“知寒…你要怎样才能放过我?”
林悦舒嗓音沙哑,再多的挣扎在如今近乎疯魔的男人面前不过是徒劳而已,若想得到暂时的喘息,唯有妥协。
裴知寒眸底闪过一丝兴奋的光芒,揉了揉林悦舒凌乱的发丝,似乎对她的乖巧很是满意。
他起身,拉开裤链掏出那根半勃的性器,肿胀的龟头散发出浓烈的麝香味,粗壮的肉柱布满了盘根错节的青筋,透着一股原始的野蛮劲。
“乖乖给我口,然后撅起屁股乖乖挨操,我就考虑饶过嫂嫂这回。”
裴知寒将龟头抵在她柔软的下唇左右摩挲着,将黏腻的前液涂抹在表面,林悦舒微微张开唇,似是终于做出妥协。
“这才乖嘛…好嫂嫂。”
裴知寒低笑着,龟头一寸寸顶开柔软的舌腔往上颚钻去,湿软的舌面垫在柱身,林悦舒含住肉棒,龟头淡淡的咸腥味令她眉间蹙起,却迫于男人的淫威,被迫吞吐着勃起的肉棒。
“噗呲…滋溜…”
口腔两侧的软肉包裹着敏感的龟头,舌尖灵活地舔舐着冠状沟,完美贴合它凹下去的形状,感受到男人细微的颤抖后,她上不断吞吐起粗长的肉柱,齿尖偶尔碰到缠绕的青筋也不会引起男人的不满,相反,裴知寒前后挺弄起腰肢,掌心紧紧搭在她的后脑勺。
林悦舒每一次吸吮都会带起几根黏腻的银丝,狰狞的肉棒在她柔软的口腔进进出出,哪怕嘴角被磨到红肿,唾液混着前液缓缓流出也不敢停下,生怕面前阴晴不定的男人会生气。
裴知寒强忍泄在她嘴中的欲望,呼吸愈发沉重,语气充斥着深深的戏谑:
“如果哥哥知道他的老婆躺在床上为亲弟弟口交,骚穴还一直在流水,你说他会不会气得从棺材板里爬出来杀了我俩?”
极致的背德感反而成了最好的催情剂,感受到对方上颚的莫名颤栗,“啵唧”一声,粗壮的肉棒从她温热的口腔退出,裴知寒弯腰帮她解开捆在脚腕的细绳,长裙凌乱地堆在她的小腹,感受到双腿获得自由,林悦舒潜意识并拢双膝,想将那抹羞辱的春光遮住。
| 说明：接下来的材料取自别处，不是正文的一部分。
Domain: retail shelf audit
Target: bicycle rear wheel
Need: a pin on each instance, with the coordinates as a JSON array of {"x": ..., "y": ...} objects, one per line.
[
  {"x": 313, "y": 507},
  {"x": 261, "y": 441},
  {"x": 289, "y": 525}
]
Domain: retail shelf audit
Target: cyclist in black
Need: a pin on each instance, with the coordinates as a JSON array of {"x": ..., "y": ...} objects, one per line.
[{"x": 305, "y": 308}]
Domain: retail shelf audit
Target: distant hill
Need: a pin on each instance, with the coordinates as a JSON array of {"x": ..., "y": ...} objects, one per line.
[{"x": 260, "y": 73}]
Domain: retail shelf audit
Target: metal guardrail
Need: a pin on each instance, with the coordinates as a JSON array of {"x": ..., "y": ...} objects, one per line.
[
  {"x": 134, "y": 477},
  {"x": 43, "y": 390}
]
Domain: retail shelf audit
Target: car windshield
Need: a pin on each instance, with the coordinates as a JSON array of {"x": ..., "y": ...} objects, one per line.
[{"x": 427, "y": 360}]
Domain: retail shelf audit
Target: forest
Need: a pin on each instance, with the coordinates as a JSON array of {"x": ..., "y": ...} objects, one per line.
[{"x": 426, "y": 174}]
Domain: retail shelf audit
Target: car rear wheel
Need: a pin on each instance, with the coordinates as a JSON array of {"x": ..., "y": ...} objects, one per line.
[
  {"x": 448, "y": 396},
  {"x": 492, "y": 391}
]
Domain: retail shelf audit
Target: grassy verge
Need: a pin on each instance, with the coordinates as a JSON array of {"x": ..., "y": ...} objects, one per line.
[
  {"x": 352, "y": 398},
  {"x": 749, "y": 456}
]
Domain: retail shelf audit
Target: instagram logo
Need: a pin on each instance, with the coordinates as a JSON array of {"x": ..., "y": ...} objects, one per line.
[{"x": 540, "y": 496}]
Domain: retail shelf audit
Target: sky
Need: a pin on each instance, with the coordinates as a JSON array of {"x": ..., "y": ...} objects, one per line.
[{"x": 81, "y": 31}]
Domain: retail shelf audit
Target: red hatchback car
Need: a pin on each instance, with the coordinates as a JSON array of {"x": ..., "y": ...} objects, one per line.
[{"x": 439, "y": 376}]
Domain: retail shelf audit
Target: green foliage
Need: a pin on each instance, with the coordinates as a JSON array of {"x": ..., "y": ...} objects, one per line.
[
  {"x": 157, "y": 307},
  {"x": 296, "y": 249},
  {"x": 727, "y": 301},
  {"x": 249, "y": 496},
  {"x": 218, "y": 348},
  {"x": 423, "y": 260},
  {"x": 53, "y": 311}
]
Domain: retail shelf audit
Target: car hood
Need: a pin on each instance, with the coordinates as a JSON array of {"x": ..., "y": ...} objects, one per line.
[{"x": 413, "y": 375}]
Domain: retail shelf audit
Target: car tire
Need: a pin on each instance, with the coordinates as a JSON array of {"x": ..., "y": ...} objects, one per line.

裴知寒将她轻松抱进怀里,翻了个身让她双腿恰好坐在自己小腹,双手握住林悦舒大腿外侧掐出浅浅红痕,湿漉漉的小逼在他运动裤上又蹭出水渍。
“现在,我要嫂嫂脱掉连衣裙解开胸罩,自己坐进去让肉棒好好肏你,并像个真正的淫娃那样浪叫。”
裴知寒眯眼,深邃的目光将她狼狈又动情的模样尽收眼中,眸底却是毫不掩饰的兴味,像势在必得的猎人盯着无处可逃的猎物。